Sorry, I did not re-read the whole thread. I was merely replying to Tofu's comment which I received
as an email. So yes, my fault, but next time, please consider editing the description of the bug if it
contains errors, as this is what people will base their comments on in the first place.

> It is still a worthy percentage of CPU time saved, 2% is nothing to sneeze at.
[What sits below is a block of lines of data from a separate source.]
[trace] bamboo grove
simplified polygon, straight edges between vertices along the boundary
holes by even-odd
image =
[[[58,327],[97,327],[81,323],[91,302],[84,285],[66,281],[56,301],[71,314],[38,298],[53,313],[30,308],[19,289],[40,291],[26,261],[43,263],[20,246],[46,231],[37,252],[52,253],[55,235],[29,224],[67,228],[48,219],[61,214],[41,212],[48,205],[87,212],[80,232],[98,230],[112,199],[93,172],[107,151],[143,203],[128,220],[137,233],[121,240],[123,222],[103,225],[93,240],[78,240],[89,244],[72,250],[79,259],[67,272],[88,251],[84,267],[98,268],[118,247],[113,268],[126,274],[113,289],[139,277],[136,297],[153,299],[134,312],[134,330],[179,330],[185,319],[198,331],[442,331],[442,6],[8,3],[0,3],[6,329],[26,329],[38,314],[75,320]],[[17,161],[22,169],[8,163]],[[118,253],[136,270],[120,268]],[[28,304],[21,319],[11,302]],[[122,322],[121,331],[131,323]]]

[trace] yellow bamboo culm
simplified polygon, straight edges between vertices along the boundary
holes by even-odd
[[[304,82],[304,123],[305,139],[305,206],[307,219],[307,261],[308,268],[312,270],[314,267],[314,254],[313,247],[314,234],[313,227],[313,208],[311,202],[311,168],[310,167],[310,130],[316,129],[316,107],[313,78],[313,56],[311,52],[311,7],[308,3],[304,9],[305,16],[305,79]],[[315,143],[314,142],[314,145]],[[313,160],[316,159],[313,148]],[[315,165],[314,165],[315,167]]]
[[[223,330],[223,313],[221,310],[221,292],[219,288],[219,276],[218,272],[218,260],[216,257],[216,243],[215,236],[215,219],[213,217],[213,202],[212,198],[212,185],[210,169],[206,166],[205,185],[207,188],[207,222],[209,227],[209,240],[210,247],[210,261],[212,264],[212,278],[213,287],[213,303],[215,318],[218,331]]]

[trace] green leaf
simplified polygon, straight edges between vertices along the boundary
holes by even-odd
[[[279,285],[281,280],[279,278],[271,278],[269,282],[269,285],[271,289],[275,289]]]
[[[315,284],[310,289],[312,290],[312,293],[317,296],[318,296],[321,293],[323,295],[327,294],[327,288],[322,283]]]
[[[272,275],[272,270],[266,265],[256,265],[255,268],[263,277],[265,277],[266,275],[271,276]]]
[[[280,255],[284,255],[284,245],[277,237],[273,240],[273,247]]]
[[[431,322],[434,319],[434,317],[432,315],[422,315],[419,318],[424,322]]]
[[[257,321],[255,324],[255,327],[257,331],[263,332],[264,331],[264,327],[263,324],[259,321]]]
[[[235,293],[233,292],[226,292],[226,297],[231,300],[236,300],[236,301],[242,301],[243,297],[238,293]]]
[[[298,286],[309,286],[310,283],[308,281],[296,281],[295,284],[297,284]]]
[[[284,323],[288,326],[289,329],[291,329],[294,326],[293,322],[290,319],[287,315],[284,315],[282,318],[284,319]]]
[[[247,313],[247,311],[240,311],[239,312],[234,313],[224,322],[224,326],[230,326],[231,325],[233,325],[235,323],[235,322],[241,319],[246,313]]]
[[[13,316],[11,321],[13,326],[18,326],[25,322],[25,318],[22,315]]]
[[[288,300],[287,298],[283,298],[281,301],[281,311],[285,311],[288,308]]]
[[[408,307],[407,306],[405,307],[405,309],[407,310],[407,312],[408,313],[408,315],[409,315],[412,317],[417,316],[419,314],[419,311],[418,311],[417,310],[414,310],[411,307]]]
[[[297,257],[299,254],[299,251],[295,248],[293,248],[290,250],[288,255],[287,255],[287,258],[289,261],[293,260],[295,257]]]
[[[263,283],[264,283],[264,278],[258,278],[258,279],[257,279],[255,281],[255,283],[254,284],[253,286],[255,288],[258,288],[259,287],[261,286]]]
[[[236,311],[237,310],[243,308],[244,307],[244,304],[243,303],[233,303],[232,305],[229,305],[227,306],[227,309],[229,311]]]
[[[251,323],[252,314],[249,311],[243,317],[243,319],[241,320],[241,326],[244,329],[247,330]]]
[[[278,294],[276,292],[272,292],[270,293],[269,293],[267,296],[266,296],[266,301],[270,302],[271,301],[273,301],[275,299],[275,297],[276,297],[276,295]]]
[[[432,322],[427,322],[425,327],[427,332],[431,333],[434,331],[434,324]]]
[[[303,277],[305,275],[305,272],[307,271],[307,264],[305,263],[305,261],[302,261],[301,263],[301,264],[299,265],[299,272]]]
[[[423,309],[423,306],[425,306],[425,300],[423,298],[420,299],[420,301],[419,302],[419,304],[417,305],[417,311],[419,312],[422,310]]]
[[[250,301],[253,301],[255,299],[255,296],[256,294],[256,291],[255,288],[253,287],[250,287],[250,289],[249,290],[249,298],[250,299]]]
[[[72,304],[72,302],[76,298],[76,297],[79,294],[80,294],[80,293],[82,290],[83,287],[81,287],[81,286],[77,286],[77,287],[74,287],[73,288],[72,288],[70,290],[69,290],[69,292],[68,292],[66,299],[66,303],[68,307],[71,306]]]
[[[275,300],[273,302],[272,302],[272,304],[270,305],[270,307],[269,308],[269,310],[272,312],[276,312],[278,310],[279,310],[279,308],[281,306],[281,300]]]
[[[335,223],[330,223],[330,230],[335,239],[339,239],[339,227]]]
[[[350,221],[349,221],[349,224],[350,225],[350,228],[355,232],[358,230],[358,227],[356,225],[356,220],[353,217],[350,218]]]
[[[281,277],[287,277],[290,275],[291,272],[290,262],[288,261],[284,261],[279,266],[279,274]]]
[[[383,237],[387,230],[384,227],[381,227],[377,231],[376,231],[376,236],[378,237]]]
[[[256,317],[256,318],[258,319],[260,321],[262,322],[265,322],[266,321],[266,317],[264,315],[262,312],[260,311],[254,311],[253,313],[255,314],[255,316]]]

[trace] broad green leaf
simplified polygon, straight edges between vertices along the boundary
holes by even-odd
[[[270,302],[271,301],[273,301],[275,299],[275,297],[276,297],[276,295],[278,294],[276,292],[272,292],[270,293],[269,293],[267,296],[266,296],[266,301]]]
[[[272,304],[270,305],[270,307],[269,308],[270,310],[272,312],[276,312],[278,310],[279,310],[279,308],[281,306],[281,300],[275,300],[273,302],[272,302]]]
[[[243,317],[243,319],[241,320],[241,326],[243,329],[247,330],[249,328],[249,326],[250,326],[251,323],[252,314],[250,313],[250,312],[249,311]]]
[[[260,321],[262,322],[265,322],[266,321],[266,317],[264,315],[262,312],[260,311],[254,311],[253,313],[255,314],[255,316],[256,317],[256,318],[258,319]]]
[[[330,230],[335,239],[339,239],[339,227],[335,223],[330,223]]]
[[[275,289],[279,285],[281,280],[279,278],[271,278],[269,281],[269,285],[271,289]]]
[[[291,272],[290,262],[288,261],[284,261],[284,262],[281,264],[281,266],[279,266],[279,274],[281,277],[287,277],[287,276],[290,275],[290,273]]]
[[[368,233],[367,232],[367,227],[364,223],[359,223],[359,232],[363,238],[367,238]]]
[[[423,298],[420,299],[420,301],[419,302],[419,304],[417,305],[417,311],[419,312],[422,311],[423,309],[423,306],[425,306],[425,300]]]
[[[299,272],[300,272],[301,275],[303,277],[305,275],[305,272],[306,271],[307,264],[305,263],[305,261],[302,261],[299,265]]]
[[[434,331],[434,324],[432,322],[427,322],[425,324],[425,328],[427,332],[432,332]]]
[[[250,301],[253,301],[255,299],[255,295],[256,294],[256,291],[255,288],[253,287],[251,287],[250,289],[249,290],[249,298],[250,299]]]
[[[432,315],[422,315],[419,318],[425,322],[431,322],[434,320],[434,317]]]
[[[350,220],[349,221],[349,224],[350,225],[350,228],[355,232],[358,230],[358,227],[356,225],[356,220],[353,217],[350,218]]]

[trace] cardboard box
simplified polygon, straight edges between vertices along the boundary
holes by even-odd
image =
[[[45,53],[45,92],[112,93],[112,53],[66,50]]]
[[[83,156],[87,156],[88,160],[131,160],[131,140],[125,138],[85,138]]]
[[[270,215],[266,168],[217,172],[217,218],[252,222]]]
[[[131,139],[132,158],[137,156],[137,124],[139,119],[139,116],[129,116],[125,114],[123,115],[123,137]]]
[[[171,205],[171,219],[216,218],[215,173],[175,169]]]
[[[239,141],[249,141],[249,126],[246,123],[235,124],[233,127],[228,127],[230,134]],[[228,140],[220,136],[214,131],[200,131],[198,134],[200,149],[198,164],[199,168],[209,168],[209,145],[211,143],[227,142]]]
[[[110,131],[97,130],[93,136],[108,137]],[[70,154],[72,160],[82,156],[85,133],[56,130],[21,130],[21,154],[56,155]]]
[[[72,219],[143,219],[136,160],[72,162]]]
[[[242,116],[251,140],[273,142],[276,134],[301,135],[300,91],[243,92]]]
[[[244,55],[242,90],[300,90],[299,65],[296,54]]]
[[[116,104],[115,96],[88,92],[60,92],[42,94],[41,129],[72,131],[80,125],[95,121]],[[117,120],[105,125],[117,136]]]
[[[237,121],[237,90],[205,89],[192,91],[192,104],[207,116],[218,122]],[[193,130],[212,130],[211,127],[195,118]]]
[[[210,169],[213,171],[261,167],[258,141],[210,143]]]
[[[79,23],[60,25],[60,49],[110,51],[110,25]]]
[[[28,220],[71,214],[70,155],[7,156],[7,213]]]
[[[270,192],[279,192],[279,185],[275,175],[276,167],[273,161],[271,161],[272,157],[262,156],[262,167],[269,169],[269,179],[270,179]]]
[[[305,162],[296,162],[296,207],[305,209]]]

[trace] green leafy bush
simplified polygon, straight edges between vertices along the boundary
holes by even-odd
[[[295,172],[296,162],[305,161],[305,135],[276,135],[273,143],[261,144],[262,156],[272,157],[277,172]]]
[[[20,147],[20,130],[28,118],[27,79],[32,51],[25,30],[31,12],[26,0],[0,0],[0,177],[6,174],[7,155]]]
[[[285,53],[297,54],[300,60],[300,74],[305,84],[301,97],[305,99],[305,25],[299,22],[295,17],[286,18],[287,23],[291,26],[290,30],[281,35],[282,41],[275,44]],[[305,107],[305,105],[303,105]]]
It is when it introduces a new bug... or at least this is how I see things. This said, with some more
work on the patch (you could, for example, consider doing all the arithmetic with integers, which
would speed up the whole thing and avoid possible overflows in the existing casts), I'm pretty
sure you could squash that nasty bug and make the patch very worth an inclusion in the viewer.

Henri.


Khyota Wulluf added a comment - 18/Dec/08 02:58 PM
/me gives this a nudge. Anyone still workin on it?

Soft Linden added a comment - 18/Dec/08 03:28 PM
Nobody's working on it internally - it's sitting around but at lower priority than a lot of bug fixes.

If you're using it yourself and have good results with it (quality of sound and CPU performance wise), it would be helpful to hear.


Aimee Trescothick added a comment - 18/Dec/08 04:32 PM
Not forgotten, but needs reworking now OpenAL has gone in, it's on my list of 'Stuff'

Rob Linden added a comment - 05/Mar/09 10:22 AM
There's pretty substantial debate at Linden Lab about whether or not this represents a significant performance improvement. A number of people have done profiling and didn't see the current wind generation taking up significant CPU at all. What was the profiling methodology that led to the conclusion that this was a significant source of CPU usage?

Aeron Kohime added a comment - 07/Mar/09 05:01 AM
Whatever the case integer math is alot faster then floating point math on most cpu, and SL can use all the performance improvements it can get. (abiet if its less than 1% or so, it can probably wait however, compared to bigger more immediate problems).

Seg Baphomet added a comment - 07/Mar/09 04:07 PM
Christ, wrap the function in a test harness and benchmark old vs new. If it's faster, it's faster. Then merge it.

Soft Linden added a comment - 28/May/09 10:57 AM
Seg's suggestion is really what it would take to motivate this patch into the system.

Alternatively, pushing this into snowglobe for peer review would work just as well. It's certainly had no shortage of discussion.


Tofu Linden added a comment - 10/Sep/09 10:30 AM
I agree, wrap new and old versions in nice timers, please let us know.